I have a dataframe:
import pyspark.sql.functions as F
sdf1 = spark.createDataFrame(
[
(2022, 1, ["apple", "edible"]),
(2022, 1, ["edible", "fruit"]),
(2022, 1, ["orange", "sweet"]),
(2022, 4, ["flowering ", "plant"]),
(2022, 3, ["green", "kiwi"]),
(2022, 3, ["kiwi", "fruit"]),
(2022, 3, ["fruit", "popular"]),
(2022, 3, ["yellow", "lemon"]),
],
[
"year",
"id",
"bigram",
],
)
sdf1.show(truncate=False)
+----+---+-------------------+
|year|id |bigram |
+----+---+-------------------+
|2022|1 |[apple, edible] |
|2022|1 |[edible, fruit] |
|2022|1 |[orange, sweet] |
|2022|4 |[flowering , plant]|
|2022|3 |[green, kiwi] |
|2022|3 |[kiwi, fruit] |
|2022|3 |[fruit, popular] |
|2022|3 |[yellow, lemon] |
+----+---+-------------------+
And i wrote a function that returns bigrams with the same last words in n-grams.I apply this function separately to the column.
from networkx import DiGraph, dfs_labeled_edges
# Grouping
sdf = (
sdf1.groupby("year", "id")
.agg(F.collect_set("bigram").alias("collect_bigramm"))
.withColumn("size", F.size("collect_bigramm"))
)
data_collect = sdf.collect()
@udf(returnType=ArrayType(StringType()))
def myfunc(lst):
graph = DiGraph()
for row in data_collect:
if row["size"] > 1:
for i, lst1 in enumerate(lst):
while i < len(lst) - 1:
lst2 = lst[i + 1]
if lst1[0] == lst2[1]:
graph.add_edge(lst2[0], lst2[1])
graph.add_edge(lst1[0], lst1[1])
elif lst1[1] == lst2[0]:
graph.add_edge(lst1[0], lst1[1])
graph.add_edge(lst2[0], lst2[1])
i = i + 1
gen = dfs_labeled_edges(graph)
lst_tmp = []
lst_res = []
f = 0
for g in list(gen):
if (g[2] == "forward") and (g[0] != g[1]):
f = 1
lst_tmp.append(g[0])
lst_tmp.append(g[1])
if g[2] == "nontree":
continue
if g[2] == "reverse":
if f == 1:
lst_res.append(lst_tmp.copy())
f = 0
if g[0] in lst_tmp:
lst_tmp.remove(g[0])
if g[1] in lst_tmp:
lst_tmp.remove(g[1])
if lst_res != []:
lst_res = [
ii for n, ii in enumerate(lst_res[0]) if ii not in lst_res[0][:n]
]
if lst_res == []:
lst_res = None
return lst_res
sdf_new = sdf.withColumn("new_col", myfunc(F.col("collect_bigramm")))
sdf_new.show(truncate=False)
Output:
+----+---+-----------------------------------------------------------------+----+-----------------------------+
|year|id |collect_bigramm |size|new_col |
+----+---+-----------------------------------------------------------------+----+-----------------------------+
|2022|4 |[[flowering , plant]] |1 |null |
|2022|1 |[[edible, fruit], [orange, sweet], [apple, edible]] |3 |[apple, edible, fruit] |
|2022|3 |[[yellow, lemon], [green, kiwi], [kiwi, fruit], [fruit, popular]]|4 |[green, kiwi, fruit, popular]|
+----+---+-----------------------------------------------------------------+----+-----------------------------+
But now i want to use the pandas udf.
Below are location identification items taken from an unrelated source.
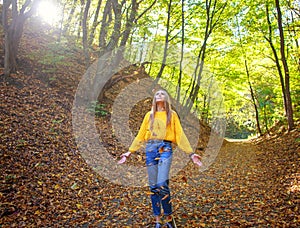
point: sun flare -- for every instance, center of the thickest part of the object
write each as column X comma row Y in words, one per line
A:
column 49, row 12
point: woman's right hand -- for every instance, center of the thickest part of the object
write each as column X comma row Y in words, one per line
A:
column 124, row 157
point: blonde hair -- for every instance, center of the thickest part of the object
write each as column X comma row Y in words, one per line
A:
column 167, row 105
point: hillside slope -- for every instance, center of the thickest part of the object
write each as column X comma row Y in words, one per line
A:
column 46, row 182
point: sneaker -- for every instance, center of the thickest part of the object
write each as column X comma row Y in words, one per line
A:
column 170, row 224
column 157, row 225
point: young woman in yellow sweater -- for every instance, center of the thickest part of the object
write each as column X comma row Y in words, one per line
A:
column 160, row 128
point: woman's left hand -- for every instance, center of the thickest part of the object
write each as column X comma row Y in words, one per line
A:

I would like to first groupby and get the collect_bigramm
column in the function. And thus leave all the columns in the dataframe, but also add a new one, which is the lst_res
array in the function.
schema2 = StructType(
[
StructField("year", IntegerType(), True),
StructField("id", IntegerType(), True),
StructField("bigram", ArrayType(StringType(), True), True),
StructField("new_col", ArrayType(StringType(), True), True),
StructField("collect_bigramm", ArrayType(ArrayType(StringType(), True), True), True),
]
)
@pandas_udf(schema2, functionType=PandasUDFType.GROUPED_MAP)
def myfunc(df):
graph = DiGraph()
for index, row in df.iterrows():
# Instead of the variable lst, i need to insert a column sdf['collect_bigramm']
...
return df
sdf_new = sdf.groupby(["year", "id"]).apply(myfunc)